Accessing Kerberized Machines (Fermilab-Supported Methods)

Intended for:

Kerberos users.

Scenario/Use case:

This article provides instructions on how to access systems in the FNAL.GOV realm from UNIX and Windows machines using the methods recommended and supported by the Fermilab Computing Sector. We cover logging in at the console, connecting over the network, and using RSA SecurID tokens with portal mode.

Instructions:

Very important note: Any time you're about to enter your Kerberos password, first verify that you're using the host's directly-connected keyboard! If necessary, you may transmit your password over an encrypted network connection, but this is discouraged if at all possible. See Encrypted vs. Unencrypted Connections for more information.

Logging In at the Console of a Kerberized UNIX Machine

Using Standard UNIX Login Program

If your desktop is running the standard login program, log in at the console normally, entering your standard local UNIX account password. The standard login program does not accept your Kerberos password. You need to run kinit after logging in to obtain your credentials. The credentials should then get forwarded to other strengthened machines normally (default in the standard Fermilab Kerberos and OpenSSH configurations is to forward your credentials). If you need an address-less ticket, use the -A option (see section kinit).

Using Kerberos Login Program

If your desktop is configured to use PAM for login authentication and the pam_krb5 module is installed, you can enter your Kerberos password at the password prompt. You do not need to run kinit after such a login. You can still login using your local UNIX account password, then run kinit to get Kerberos tickets, if you wish. PAM with the pam_krb5 module is standard in Scientific Linux Fermi allowing use of either your local account password or Kerberos password to login (assuming your local username and principal name are identical).

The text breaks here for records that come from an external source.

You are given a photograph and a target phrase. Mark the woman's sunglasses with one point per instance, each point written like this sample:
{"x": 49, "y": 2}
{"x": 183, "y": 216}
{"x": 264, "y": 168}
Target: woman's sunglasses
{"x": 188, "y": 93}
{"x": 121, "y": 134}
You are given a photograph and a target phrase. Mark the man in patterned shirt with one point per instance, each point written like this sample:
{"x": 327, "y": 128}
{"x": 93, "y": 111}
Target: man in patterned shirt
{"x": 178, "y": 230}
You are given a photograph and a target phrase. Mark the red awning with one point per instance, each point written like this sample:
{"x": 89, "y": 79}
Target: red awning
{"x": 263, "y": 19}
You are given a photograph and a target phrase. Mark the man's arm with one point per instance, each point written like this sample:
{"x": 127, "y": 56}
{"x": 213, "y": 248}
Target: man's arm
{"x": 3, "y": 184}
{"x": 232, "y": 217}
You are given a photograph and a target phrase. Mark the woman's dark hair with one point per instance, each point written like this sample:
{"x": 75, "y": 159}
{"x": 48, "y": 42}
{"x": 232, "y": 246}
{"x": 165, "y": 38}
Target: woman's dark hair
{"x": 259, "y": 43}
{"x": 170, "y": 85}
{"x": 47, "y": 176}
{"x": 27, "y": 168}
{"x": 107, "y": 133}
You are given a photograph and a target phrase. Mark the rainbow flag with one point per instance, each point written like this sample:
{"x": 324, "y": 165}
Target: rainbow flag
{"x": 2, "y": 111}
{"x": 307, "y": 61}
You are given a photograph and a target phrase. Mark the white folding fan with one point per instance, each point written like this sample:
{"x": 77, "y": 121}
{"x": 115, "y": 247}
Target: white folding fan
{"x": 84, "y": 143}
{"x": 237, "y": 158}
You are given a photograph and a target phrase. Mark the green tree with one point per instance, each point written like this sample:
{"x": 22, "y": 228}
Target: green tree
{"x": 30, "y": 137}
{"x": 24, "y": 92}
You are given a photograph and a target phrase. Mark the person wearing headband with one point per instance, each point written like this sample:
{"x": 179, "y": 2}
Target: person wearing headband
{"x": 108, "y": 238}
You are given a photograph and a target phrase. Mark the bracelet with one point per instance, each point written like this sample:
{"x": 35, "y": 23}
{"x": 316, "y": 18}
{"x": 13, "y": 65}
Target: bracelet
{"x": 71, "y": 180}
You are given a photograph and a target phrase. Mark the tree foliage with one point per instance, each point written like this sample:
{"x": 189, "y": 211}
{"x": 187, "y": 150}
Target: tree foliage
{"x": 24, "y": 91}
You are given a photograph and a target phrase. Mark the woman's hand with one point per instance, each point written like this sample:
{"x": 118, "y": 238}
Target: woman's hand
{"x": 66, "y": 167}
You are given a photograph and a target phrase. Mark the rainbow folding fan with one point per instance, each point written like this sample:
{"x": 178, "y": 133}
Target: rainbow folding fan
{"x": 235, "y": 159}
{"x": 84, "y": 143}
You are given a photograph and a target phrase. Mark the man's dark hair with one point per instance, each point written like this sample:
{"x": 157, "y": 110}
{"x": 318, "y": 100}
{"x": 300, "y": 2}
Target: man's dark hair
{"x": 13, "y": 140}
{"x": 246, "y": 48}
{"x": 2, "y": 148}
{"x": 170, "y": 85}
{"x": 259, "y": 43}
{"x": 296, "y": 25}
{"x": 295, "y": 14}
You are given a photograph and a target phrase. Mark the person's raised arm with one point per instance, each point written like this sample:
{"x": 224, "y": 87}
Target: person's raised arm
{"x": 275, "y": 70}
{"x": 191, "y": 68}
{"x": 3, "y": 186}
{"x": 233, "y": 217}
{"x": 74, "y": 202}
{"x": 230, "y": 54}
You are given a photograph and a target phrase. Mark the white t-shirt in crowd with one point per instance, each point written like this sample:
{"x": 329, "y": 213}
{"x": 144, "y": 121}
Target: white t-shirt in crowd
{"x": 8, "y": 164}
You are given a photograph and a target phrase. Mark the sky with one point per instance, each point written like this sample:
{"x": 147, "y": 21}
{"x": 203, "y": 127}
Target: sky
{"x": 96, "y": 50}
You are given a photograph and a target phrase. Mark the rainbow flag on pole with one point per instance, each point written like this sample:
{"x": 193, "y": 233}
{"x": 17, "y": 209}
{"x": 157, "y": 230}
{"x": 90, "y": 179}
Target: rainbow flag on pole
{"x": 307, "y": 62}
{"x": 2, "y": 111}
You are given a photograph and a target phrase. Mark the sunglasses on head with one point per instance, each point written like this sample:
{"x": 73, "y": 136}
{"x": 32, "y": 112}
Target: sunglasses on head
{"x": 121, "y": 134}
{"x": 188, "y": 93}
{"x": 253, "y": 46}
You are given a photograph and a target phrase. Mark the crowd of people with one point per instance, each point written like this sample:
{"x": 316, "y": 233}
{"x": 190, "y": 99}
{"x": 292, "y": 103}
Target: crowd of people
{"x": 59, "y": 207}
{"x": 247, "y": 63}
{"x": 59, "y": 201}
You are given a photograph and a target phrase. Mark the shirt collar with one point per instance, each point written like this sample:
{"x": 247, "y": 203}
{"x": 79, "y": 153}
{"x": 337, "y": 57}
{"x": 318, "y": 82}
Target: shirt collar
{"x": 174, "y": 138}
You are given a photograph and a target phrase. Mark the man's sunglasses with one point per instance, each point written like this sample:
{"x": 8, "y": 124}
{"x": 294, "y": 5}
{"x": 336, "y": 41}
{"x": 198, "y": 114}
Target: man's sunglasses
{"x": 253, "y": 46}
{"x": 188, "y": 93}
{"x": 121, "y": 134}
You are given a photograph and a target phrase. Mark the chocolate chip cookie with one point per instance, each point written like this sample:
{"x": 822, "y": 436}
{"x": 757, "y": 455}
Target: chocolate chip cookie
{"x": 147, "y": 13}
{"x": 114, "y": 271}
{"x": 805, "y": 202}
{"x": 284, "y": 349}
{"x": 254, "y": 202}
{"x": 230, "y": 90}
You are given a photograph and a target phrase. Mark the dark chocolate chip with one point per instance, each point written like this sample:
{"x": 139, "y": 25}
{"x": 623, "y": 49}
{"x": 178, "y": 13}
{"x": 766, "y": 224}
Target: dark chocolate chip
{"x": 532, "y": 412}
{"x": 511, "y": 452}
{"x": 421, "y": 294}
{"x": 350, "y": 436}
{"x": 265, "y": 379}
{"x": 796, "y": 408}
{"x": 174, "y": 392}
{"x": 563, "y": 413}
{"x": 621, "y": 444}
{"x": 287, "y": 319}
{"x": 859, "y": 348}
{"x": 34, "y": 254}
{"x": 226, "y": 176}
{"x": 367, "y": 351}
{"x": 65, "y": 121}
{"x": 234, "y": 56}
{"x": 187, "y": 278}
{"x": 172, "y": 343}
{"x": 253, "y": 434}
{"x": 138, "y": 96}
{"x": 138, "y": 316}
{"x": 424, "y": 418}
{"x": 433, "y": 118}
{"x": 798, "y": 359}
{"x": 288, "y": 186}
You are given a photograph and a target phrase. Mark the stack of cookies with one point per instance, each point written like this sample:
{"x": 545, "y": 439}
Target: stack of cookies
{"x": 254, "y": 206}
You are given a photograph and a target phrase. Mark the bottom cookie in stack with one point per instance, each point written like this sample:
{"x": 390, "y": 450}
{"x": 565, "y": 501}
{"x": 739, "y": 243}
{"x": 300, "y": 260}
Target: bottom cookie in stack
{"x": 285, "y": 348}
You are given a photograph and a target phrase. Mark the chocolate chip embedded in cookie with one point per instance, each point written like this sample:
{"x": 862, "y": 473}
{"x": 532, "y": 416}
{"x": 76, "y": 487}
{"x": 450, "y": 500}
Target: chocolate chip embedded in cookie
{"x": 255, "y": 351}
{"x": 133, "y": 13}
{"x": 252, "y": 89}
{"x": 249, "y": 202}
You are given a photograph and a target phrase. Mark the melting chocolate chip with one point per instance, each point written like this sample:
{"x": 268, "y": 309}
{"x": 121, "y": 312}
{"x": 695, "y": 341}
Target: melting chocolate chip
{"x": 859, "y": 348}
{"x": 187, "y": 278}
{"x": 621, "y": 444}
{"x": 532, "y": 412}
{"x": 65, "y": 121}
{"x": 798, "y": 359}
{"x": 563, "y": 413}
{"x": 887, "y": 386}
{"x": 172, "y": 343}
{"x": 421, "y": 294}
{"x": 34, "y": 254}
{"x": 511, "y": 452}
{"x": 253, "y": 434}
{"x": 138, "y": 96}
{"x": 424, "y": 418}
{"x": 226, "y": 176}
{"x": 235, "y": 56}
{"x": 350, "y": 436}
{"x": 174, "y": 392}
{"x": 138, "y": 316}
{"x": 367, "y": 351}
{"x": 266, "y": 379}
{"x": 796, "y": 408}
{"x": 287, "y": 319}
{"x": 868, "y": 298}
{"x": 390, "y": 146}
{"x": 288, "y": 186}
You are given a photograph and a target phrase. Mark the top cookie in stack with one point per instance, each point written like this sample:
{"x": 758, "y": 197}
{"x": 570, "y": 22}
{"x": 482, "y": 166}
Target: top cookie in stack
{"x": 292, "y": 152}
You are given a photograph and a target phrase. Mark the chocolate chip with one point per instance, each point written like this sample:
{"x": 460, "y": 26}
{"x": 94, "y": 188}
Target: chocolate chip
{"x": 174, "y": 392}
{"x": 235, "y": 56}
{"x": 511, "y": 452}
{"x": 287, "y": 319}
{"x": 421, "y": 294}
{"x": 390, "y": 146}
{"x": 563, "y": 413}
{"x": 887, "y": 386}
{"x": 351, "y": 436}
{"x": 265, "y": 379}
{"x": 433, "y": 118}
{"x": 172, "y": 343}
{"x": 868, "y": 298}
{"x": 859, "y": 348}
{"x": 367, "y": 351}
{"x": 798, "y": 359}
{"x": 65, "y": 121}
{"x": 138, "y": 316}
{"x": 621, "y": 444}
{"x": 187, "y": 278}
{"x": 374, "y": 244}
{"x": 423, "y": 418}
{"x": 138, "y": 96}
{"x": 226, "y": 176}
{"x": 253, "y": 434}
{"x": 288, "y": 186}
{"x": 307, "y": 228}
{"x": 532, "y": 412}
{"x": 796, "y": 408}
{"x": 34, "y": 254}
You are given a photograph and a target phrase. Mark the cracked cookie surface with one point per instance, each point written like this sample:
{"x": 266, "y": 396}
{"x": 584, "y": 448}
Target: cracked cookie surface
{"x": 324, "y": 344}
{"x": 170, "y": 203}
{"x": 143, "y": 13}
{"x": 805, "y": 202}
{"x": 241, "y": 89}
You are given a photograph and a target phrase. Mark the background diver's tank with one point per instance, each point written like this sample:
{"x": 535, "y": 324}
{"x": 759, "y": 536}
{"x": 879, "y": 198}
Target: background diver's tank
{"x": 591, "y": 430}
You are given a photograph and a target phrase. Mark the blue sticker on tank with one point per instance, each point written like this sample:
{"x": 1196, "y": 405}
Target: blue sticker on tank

If you don't have a principal yet...

Note that if you have an account and a standard UNIX password on a machine (in the passwd file or NIS map) but no principal or Kerberos password, you can still log in at the console. (From any terminal other than the console, the Kerberized machine looks for existing Kerberos credentials, and responds in portal mode if none are found; you have no option to enter your UNIX password.) However, once logged in, you cannot make outbound connections from there since Kerberized services are unavailable to you.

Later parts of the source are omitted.